Moshe Arens, former Israeli defense minister, passed away at 93 at his home in Savion near Tel Aviv on Monday morning.
By David Isaac, World Israel News
Moshe Arens, former Israeli defense minister, passed away at 93 at his home in Savion near Tel Aviv on Monday morning. He was surrounded by family according to a statement released by former Knesset Member and colleague Nahman Shai.
Arens lived with his wife, Muriel. He is survived by four children and grandchildren.
Arens, who served three times as Israel’s defense minister and once as minister of foreign affairs, was instrumental in bringing Prime Minister Benjamin Netanyahu into the Likud fold.
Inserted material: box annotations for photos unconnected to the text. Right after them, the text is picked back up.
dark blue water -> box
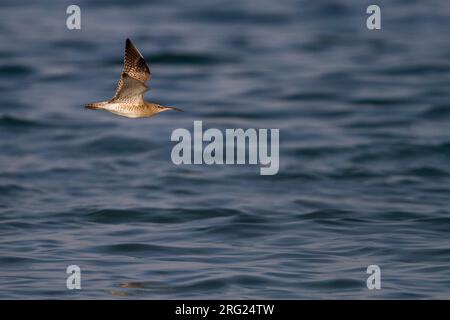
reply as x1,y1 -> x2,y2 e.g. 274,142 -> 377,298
0,0 -> 450,299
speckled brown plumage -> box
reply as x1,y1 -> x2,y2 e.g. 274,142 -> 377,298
86,39 -> 182,118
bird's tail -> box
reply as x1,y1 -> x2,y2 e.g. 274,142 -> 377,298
85,101 -> 106,110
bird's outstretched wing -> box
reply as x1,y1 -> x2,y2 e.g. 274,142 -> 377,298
111,39 -> 151,101
110,72 -> 148,105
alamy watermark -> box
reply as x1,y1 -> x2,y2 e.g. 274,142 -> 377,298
66,264 -> 81,290
170,121 -> 280,175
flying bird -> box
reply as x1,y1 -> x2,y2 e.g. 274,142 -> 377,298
86,39 -> 183,118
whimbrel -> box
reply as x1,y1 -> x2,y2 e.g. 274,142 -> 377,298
86,39 -> 183,118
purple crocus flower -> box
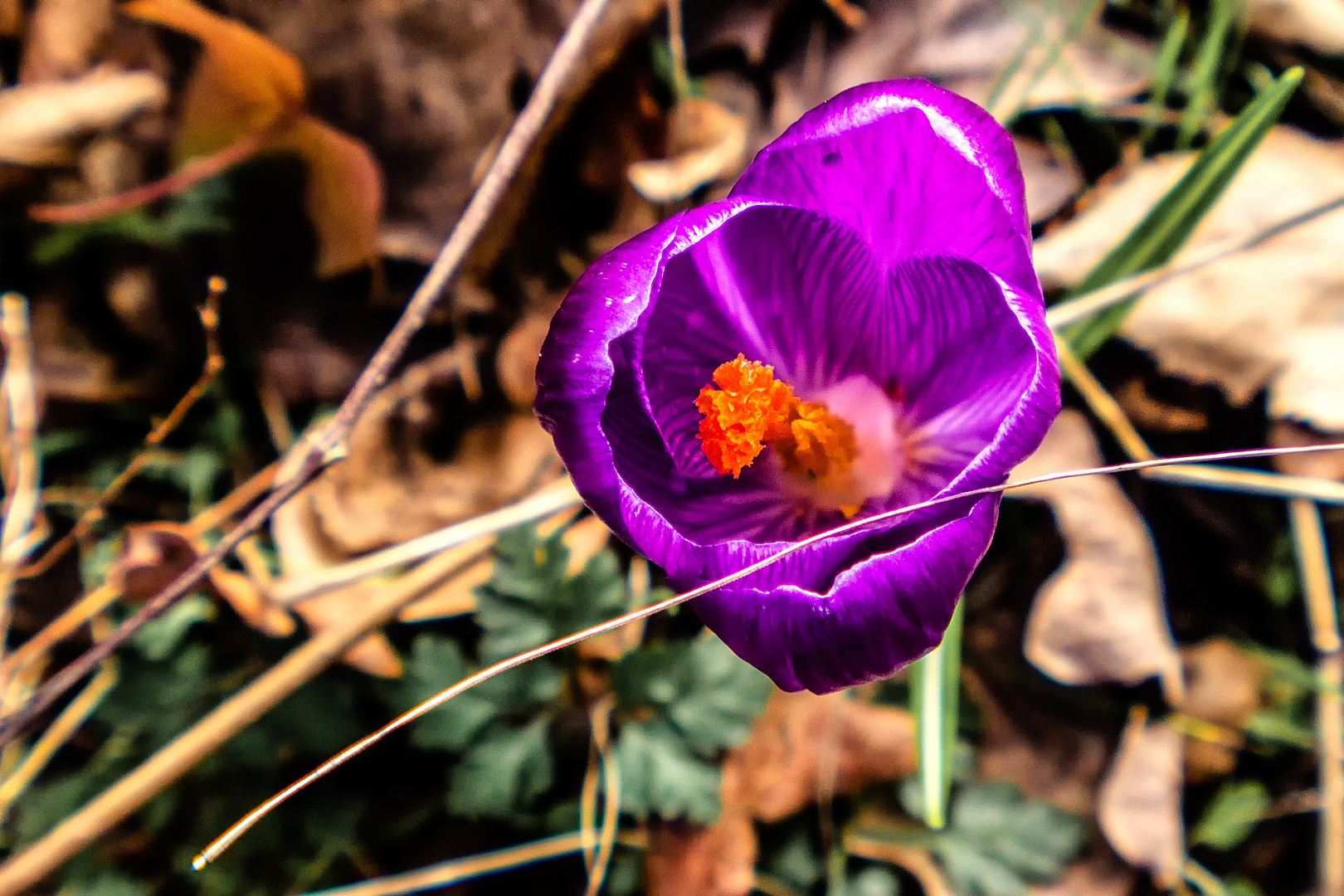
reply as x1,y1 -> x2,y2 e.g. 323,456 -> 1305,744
536,80 -> 1059,694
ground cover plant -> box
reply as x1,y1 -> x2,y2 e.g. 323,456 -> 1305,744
0,0 -> 1344,896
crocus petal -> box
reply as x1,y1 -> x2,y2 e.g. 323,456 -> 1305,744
694,495 -> 999,694
637,206 -> 882,478
733,80 -> 1036,291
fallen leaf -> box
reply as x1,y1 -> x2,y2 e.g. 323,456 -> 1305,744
0,69 -> 168,165
108,523 -> 295,638
628,98 -> 747,202
739,690 -> 919,824
1035,126 -> 1344,416
644,751 -> 757,896
1181,638 -> 1264,783
961,668 -> 1110,816
1097,712 -> 1186,889
1247,0 -> 1344,56
1012,410 -> 1183,705
310,349 -> 559,556
19,0 -> 111,85
121,0 -> 383,277
1027,846 -> 1136,896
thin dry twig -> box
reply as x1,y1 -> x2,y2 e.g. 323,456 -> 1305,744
0,657 -> 117,820
23,277 -> 227,577
0,543 -> 484,896
1288,499 -> 1344,896
189,442 -> 1344,864
0,293 -> 41,666
0,0 -> 618,746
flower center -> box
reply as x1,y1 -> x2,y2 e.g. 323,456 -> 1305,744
695,354 -> 859,486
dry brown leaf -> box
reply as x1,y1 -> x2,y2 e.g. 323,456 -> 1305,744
121,0 -> 383,277
1035,126 -> 1344,429
0,69 -> 168,165
1249,0 -> 1344,56
19,0 -> 111,83
626,98 -> 747,202
270,484 -> 402,679
961,666 -> 1110,816
312,349 -> 559,556
1027,848 -> 1136,896
271,115 -> 383,277
644,751 -> 757,896
108,523 -> 295,638
738,690 -> 919,824
1097,712 -> 1186,889
1012,136 -> 1083,223
1181,638 -> 1264,783
1012,410 -> 1183,705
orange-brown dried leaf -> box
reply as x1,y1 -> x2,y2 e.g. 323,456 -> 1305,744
121,0 -> 304,164
270,115 -> 383,277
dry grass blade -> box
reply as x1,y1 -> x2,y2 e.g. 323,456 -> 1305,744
0,544 -> 481,896
192,442 -> 1344,864
0,660 -> 117,820
0,293 -> 41,655
1288,499 -> 1344,896
0,0 -> 607,746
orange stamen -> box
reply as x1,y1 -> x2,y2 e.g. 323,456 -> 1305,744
695,354 -> 859,480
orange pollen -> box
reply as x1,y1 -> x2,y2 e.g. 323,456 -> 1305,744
695,354 -> 859,480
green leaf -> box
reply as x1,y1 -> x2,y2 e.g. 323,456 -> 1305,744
1064,69 -> 1303,358
1138,9 -> 1190,146
130,594 -> 215,661
910,601 -> 964,829
1176,0 -> 1236,149
1191,781 -> 1270,849
475,527 -> 626,664
447,718 -> 553,818
397,633 -> 497,752
616,720 -> 719,825
611,635 -> 773,755
900,782 -> 1088,896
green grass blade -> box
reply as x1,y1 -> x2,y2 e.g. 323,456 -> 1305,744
1064,69 -> 1303,358
910,601 -> 965,829
1176,0 -> 1236,149
1138,9 -> 1190,146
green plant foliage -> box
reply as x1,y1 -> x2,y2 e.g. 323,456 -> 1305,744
1064,69 -> 1303,358
899,778 -> 1088,896
1191,781 -> 1270,849
32,178 -> 230,265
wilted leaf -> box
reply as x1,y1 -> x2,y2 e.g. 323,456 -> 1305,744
1097,713 -> 1186,888
1035,126 -> 1344,413
628,98 -> 747,202
1191,781 -> 1270,849
739,690 -> 919,824
121,0 -> 383,277
1012,411 -> 1183,704
309,349 -> 558,555
447,718 -> 553,818
0,69 -> 168,165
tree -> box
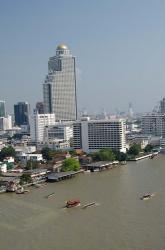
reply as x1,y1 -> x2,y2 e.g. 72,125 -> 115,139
61,158 -> 80,172
41,147 -> 52,161
0,146 -> 16,161
128,143 -> 141,156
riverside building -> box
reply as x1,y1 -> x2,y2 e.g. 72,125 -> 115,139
43,44 -> 77,121
73,117 -> 126,153
142,113 -> 165,138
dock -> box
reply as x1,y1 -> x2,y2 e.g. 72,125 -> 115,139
47,171 -> 76,182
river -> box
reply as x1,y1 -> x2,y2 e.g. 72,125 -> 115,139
0,155 -> 165,250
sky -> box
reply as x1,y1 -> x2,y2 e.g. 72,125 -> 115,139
0,0 -> 165,114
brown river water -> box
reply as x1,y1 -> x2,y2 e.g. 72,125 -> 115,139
0,155 -> 165,250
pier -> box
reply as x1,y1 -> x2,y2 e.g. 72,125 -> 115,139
47,171 -> 76,182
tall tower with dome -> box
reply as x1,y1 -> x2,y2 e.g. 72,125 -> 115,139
43,44 -> 77,121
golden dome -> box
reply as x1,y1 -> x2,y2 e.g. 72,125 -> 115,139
57,44 -> 68,50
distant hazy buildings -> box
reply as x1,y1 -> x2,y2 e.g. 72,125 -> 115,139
43,44 -> 77,121
73,117 -> 126,152
0,101 -> 6,117
14,102 -> 30,126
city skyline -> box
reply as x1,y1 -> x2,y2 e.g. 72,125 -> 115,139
0,0 -> 165,113
43,44 -> 77,121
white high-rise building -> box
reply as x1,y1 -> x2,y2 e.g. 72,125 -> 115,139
46,122 -> 73,143
0,115 -> 12,131
30,113 -> 55,143
43,44 -> 77,121
142,113 -> 165,138
73,117 -> 126,152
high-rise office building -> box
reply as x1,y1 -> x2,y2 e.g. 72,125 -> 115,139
30,111 -> 55,143
14,102 -> 30,126
0,101 -> 6,117
36,102 -> 44,114
160,98 -> 165,114
43,44 -> 77,121
73,117 -> 126,153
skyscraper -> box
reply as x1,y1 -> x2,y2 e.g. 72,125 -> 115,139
14,102 -> 30,126
43,44 -> 77,121
0,101 -> 6,117
36,102 -> 44,114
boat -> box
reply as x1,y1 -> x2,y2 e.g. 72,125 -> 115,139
47,192 -> 55,198
82,201 -> 96,208
140,193 -> 154,200
66,199 -> 80,208
0,186 -> 6,194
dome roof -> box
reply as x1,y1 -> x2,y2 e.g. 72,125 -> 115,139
57,44 -> 68,50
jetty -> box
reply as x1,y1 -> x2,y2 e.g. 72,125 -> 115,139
47,171 -> 76,182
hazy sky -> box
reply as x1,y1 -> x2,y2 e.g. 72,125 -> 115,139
0,0 -> 165,113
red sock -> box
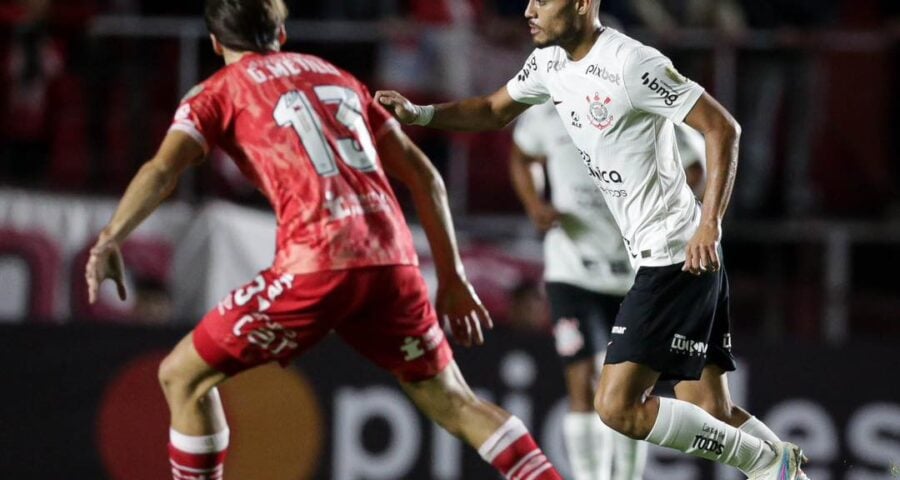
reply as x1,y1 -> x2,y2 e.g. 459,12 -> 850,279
478,417 -> 562,480
169,430 -> 228,480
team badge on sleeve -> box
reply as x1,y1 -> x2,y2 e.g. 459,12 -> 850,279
666,65 -> 687,85
585,92 -> 614,130
179,84 -> 203,103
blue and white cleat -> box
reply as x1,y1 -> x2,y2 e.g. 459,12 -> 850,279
748,442 -> 809,480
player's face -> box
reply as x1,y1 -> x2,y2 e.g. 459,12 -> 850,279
525,0 -> 577,48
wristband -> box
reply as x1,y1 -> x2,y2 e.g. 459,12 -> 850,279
412,105 -> 434,127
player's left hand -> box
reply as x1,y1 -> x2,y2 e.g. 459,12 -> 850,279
84,238 -> 128,304
435,279 -> 494,347
681,222 -> 722,275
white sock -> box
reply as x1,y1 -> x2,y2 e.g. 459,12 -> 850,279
563,412 -> 612,480
647,397 -> 775,476
741,417 -> 781,443
612,431 -> 649,480
169,428 -> 230,455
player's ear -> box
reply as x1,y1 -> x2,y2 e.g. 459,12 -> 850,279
278,23 -> 287,45
209,33 -> 225,57
575,0 -> 596,15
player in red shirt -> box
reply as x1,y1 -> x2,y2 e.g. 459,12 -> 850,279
86,0 -> 561,480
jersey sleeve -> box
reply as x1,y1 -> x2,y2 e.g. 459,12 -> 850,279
623,46 -> 704,124
169,84 -> 227,153
513,103 -> 547,157
506,50 -> 550,105
357,82 -> 400,142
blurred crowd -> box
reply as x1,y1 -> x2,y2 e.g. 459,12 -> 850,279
0,0 -> 900,218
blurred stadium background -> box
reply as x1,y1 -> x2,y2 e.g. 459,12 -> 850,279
0,0 -> 900,480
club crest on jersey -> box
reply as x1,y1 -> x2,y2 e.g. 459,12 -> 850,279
585,92 -> 614,130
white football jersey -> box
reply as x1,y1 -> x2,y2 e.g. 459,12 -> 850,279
506,28 -> 703,269
513,102 -> 634,295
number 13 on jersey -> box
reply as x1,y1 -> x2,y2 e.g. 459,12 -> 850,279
273,85 -> 378,177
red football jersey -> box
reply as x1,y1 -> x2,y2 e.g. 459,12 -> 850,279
171,53 -> 418,273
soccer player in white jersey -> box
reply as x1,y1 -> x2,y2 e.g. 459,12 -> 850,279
509,98 -> 706,480
376,0 -> 805,480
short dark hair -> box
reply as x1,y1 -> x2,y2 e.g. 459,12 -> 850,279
204,0 -> 287,53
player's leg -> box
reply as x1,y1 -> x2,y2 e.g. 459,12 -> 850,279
159,271 -> 338,480
675,364 -> 752,428
563,357 -> 612,480
596,265 -> 799,479
335,266 -> 562,480
400,360 -> 562,480
159,334 -> 229,480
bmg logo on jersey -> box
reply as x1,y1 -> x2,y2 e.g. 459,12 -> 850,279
516,55 -> 537,82
669,333 -> 709,357
400,324 -> 444,362
641,72 -> 680,107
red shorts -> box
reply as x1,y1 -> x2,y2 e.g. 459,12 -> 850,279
194,266 -> 453,382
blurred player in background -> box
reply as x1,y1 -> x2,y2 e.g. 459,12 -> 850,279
509,102 -> 705,480
86,0 -> 560,480
375,0 -> 805,480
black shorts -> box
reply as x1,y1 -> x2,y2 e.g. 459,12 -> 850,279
547,282 -> 622,365
606,263 -> 735,380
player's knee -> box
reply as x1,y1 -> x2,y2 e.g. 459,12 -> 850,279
695,397 -> 737,423
157,353 -> 196,399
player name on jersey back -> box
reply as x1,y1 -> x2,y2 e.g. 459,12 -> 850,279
506,28 -> 703,268
245,55 -> 341,83
171,52 -> 418,274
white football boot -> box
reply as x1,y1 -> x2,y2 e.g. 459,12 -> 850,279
748,442 -> 809,480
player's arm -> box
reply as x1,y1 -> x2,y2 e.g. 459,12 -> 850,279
377,128 -> 493,346
684,93 -> 741,274
85,130 -> 204,303
375,86 -> 531,131
509,143 -> 559,232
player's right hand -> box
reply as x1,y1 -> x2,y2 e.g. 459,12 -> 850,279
527,202 -> 562,232
435,279 -> 494,347
84,238 -> 128,304
373,90 -> 420,125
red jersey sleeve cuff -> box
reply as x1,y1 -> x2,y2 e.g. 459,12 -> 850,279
169,122 -> 209,153
375,118 -> 400,141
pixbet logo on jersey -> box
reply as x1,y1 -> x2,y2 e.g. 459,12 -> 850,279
585,92 -> 614,130
669,333 -> 709,357
641,72 -> 679,107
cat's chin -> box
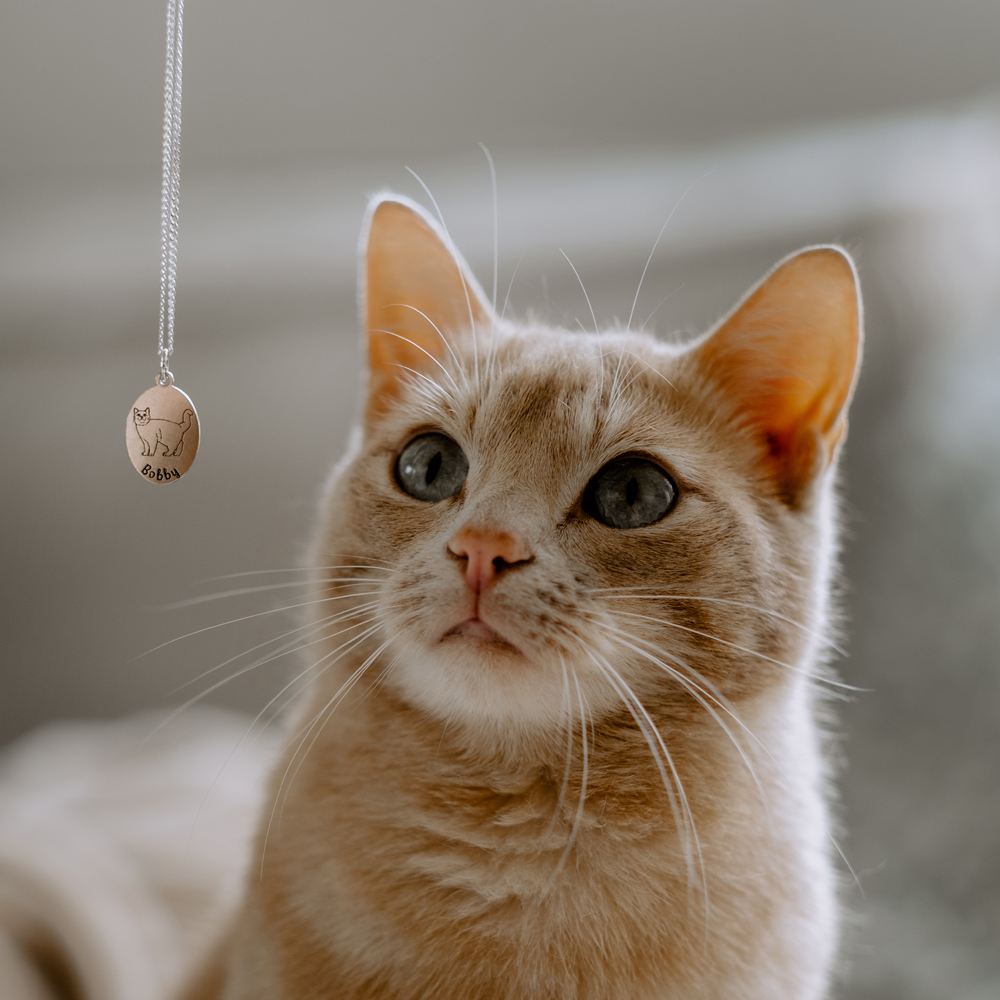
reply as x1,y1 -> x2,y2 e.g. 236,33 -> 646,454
440,618 -> 524,659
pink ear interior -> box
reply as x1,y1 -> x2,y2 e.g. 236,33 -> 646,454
695,247 -> 862,501
362,199 -> 492,417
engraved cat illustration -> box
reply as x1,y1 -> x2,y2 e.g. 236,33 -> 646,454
132,406 -> 194,456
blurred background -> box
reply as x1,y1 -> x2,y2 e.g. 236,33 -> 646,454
0,0 -> 1000,1000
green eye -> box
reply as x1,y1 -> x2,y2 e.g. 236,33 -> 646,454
396,434 -> 469,503
583,458 -> 677,528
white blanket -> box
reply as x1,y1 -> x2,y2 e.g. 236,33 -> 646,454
0,708 -> 279,1000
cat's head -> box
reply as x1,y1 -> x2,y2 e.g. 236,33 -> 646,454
316,197 -> 861,752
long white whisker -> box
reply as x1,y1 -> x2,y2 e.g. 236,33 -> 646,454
586,587 -> 848,656
372,324 -> 464,392
625,167 -> 715,333
618,611 -> 844,686
159,576 -> 381,611
260,636 -> 392,878
129,590 -> 380,663
500,251 -> 527,323
559,247 -> 604,397
142,618 -> 381,743
592,656 -> 709,920
406,167 -> 479,382
170,601 -> 378,695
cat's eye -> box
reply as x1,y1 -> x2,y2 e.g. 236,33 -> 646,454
396,434 -> 469,503
583,456 -> 677,528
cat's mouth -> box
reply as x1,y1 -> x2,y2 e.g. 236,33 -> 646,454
441,617 -> 522,656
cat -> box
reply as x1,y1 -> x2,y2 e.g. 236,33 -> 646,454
185,195 -> 862,1000
132,406 -> 194,457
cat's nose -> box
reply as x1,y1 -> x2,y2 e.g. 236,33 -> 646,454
448,527 -> 534,594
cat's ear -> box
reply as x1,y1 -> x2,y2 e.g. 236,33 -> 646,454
695,246 -> 862,503
360,195 -> 493,417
In 1982, when Arens was appointed ambassador to the United States, he brought along Benjamin Netanyahu, then 32, as his protege. Similarly, in 1988, when Arens was appointed minister of foreign affairs, he brought Netanyahu along as his deputy.
On Monday, Prime Minister Benjamin Netanyahu released a statement describing Arens as “my teacher and mentor” and saying he’d visited Arens only a few weeks ago.
“He was lucid as always, sharp as a razor, marvelous in the splendor and nobility of his soul, an exemplar. There was no greater patriot. Moshe Arens’ great contribution to our people and our state will be remembered forever.”
Arens was born in 1925 in Latvia, Politically precocious, he joined the Revisionist-Zionist movement when he was still in elementary school. When his family emigrated to the United States in 1939 and settled in New York, he remained a politically active Revisionist as a member of its youth movement Betar.
Arens was present at the Hunter, New York Betar camp where Revisionist leader Vladimir Jabotinsky died in 1940.
A mechanical-engineer who studied at MIT, Arens went on to teach at Israel’s prestigious Technion in the 1950s after moving to Israel and in 1962, he became chief engineer of Israel Aerospace Industries.
Arens wrote several books, including a memoir In Defense of Israel, published in 2018, and Flags Over the Warsaw Ghetto in 2011, a book which sought to reconstruct the heroism of fighters from the Revisionist wing of the Zionist movement who fought in that April 1943 uprising, but whose contributions were erased or ignored by political opponents.